500-600 kişiden oluşan gruplar, Mısır’da askeri eğitimden geçtikten sonra İsrail‘in onayıyla Gazze Şeridi’ne geçtiler. Ürdün’deki kamplarda askeri eğitim görenle de Batı Şeria’ya kaydırıldılar.
Gazze Şeridi’ndeki El Fetih güçleri yenilgiye uğradı. Bir kısmı Hamas’a karşı silah kullanmak istemedi. Gazze Şeridi’nin Hamas’ın eline geçmesinden sonra Abbas, El Fetih hâkimiyetini Batı Şeria’da istikrarlaştırma adımları atmaya başladı. ABD-AB ve İsrail, bu tedbirlerinden dolayı Abbas’ı desteklendiklerini açıkladılar.
Abbas, İsmail Haniye önderliğindeki koalisyon hükümetini feshettiğini ve kendisi tarafından atanan bir sıkıyönetim hükümeti oluşturduğunu açıkladı. Abbas’ın bu adımı da ABD-AB ve İsrail tarafından destekleniyor. Abbas, destekçilerinin istediği Amerikancı ve Siyonist İsrailci Salam Fayad’ı, Başbakan olarak atadı. Şimdi ABD-AB ve İsrail, „Filistinlilerin kalbini ve kafasını kazanma mücadelesinde“ Başkan Abbas’ın yanında olunması gerektiğini açıklıyorlar.
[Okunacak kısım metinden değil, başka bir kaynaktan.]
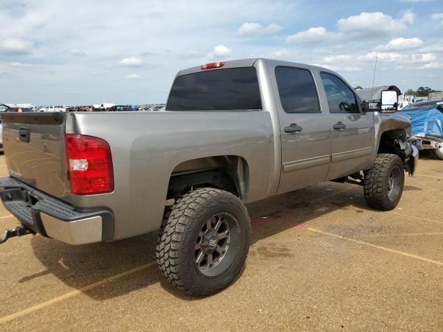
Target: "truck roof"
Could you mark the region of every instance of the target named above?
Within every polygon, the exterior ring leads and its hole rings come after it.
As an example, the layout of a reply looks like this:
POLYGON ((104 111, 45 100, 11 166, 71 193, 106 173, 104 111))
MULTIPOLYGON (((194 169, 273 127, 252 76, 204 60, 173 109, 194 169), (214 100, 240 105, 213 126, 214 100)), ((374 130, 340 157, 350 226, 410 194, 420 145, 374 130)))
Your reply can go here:
MULTIPOLYGON (((272 63, 273 64, 277 64, 277 65, 280 65, 280 66, 295 66, 295 67, 300 67, 300 68, 319 68, 321 70, 324 70, 325 71, 328 71, 328 72, 334 72, 333 71, 331 71, 329 69, 327 69, 326 68, 323 68, 323 67, 319 67, 317 66, 314 66, 314 65, 311 65, 311 64, 301 64, 301 63, 298 63, 298 62, 289 62, 289 61, 283 61, 283 60, 275 60, 275 59, 266 59, 266 58, 262 58, 262 57, 256 57, 256 58, 251 58, 251 59, 236 59, 236 60, 228 60, 228 61, 226 61, 224 62, 224 64, 223 65, 223 66, 221 66, 219 68, 215 68, 213 69, 210 69, 210 70, 217 70, 217 69, 226 69, 226 68, 237 68, 237 67, 249 67, 249 66, 252 66, 254 65, 254 64, 255 63, 256 61, 257 60, 263 60, 264 62, 266 62, 266 63, 271 64, 272 63)), ((202 64, 203 65, 203 64, 202 64)), ((186 69, 183 69, 182 71, 180 71, 178 73, 177 73, 177 76, 181 76, 183 75, 188 75, 188 74, 192 74, 194 73, 199 73, 201 72, 202 71, 206 71, 206 69, 202 69, 201 68, 201 66, 196 66, 195 67, 190 67, 190 68, 188 68, 186 69)))

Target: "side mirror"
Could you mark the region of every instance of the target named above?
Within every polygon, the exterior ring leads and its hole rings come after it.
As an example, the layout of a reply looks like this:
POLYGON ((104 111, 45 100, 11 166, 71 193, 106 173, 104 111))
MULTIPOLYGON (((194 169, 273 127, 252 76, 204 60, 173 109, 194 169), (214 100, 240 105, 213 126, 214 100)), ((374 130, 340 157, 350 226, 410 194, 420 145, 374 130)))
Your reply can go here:
POLYGON ((396 111, 398 106, 398 97, 397 91, 392 90, 383 90, 381 91, 381 98, 380 104, 381 104, 381 109, 383 111, 396 111))

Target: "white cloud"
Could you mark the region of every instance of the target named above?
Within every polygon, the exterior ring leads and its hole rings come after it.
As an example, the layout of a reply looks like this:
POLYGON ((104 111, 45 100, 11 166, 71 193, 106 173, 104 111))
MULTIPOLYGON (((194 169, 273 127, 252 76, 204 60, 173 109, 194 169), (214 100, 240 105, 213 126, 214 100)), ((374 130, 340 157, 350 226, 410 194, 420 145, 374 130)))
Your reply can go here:
POLYGON ((331 62, 348 62, 352 58, 350 55, 347 54, 339 54, 337 55, 331 55, 329 57, 323 57, 323 62, 331 63, 331 62))
POLYGON ((289 50, 287 48, 281 48, 271 52, 269 55, 271 59, 295 61, 297 55, 297 52, 289 50))
POLYGON ((402 55, 395 52, 370 52, 365 55, 360 55, 357 60, 363 62, 377 62, 393 63, 397 65, 415 65, 426 62, 434 62, 437 57, 432 53, 402 55))
POLYGON ((20 38, 7 38, 0 40, 0 54, 6 55, 21 55, 31 52, 32 43, 20 38))
POLYGON ((31 64, 24 64, 23 62, 8 62, 6 66, 14 68, 29 68, 33 66, 31 64))
POLYGON ((258 35, 264 33, 275 33, 281 31, 283 28, 278 24, 271 23, 266 26, 260 23, 245 22, 238 29, 238 34, 241 36, 246 35, 258 35))
POLYGON ((141 66, 143 61, 139 57, 131 57, 123 59, 122 61, 118 62, 118 64, 123 66, 136 67, 138 66, 141 66))
POLYGON ((141 75, 138 74, 129 74, 126 76, 126 78, 128 78, 129 80, 134 80, 134 79, 141 78, 141 75))
POLYGON ((71 50, 71 54, 73 55, 77 55, 78 57, 84 57, 86 55, 86 53, 82 50, 78 50, 77 48, 74 48, 73 50, 71 50))
POLYGON ((319 67, 323 67, 330 71, 346 71, 346 72, 352 72, 352 71, 361 71, 362 69, 361 67, 358 67, 356 66, 337 66, 333 65, 330 64, 313 64, 313 66, 318 66, 319 67))
POLYGON ((183 54, 183 56, 187 58, 199 57, 200 55, 200 53, 197 50, 187 50, 183 54))
POLYGON ((337 27, 341 33, 380 37, 381 35, 404 31, 408 25, 413 24, 414 17, 414 13, 410 10, 406 12, 399 19, 394 19, 380 12, 363 12, 359 15, 340 19, 337 21, 337 27))
POLYGON ((423 53, 443 53, 443 39, 431 39, 428 41, 426 46, 420 48, 420 51, 423 53))
POLYGON ((230 55, 232 50, 228 48, 224 45, 218 45, 214 48, 214 50, 208 55, 210 58, 226 57, 230 55))
POLYGON ((436 12, 431 15, 432 19, 437 21, 438 26, 443 28, 443 12, 436 12))
POLYGON ((288 36, 288 43, 310 44, 323 42, 334 38, 334 34, 326 31, 323 26, 309 28, 308 30, 288 36))
POLYGON ((380 45, 377 50, 403 50, 416 48, 423 45, 423 41, 419 38, 395 38, 385 45, 380 45))
POLYGON ((404 2, 406 3, 415 3, 420 2, 433 2, 435 0, 400 0, 400 2, 404 2))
Ötesinde, İsrail’in şimdiye kadar ödemediği 600 milyon dolar tutarındaki vergilerin ödeneceği, başta AB olmak üzere başka uluslararası kurumlardan mali yardımların yeniden verilmeye başlanacağı açıklandı.
Filistin, coğrafi bakımdan iki parçadan oluşmakta: Gazze ve Batı Şeria. İsrail tarafından işgal edilmeden önce Gazze, Mısır’ın ve Batı Şeria da Ürdün’ün işgali altındaydı. Farklı işgal güçleri, ülkenin her iki kesiminde de farlı şekillenmeye yol açmış ve İsrail’in, Filistin’i coğrafi olarak 1948’de ikiye bölmesinden bu yana her iki kesim arasında canlı bir ilişki de engellemiş oluyordu. Bugünkü durum ise, Filistin toplumunda Gazze-Batı Şeria ayrımını güçlendiren faktörlerin önünü açmıştır.
Oslo süreci, Filistin direnişini kıran, emperyalizmle işbirliğine hazır güçlerin güçlenmesine olanak sağlayan bir süreç olmuştur. El Fetih ve Hamas, emperyalizmin, “böl ve yönet” taktiğini başarıyla uygulamasının aracı konumuna düştüler.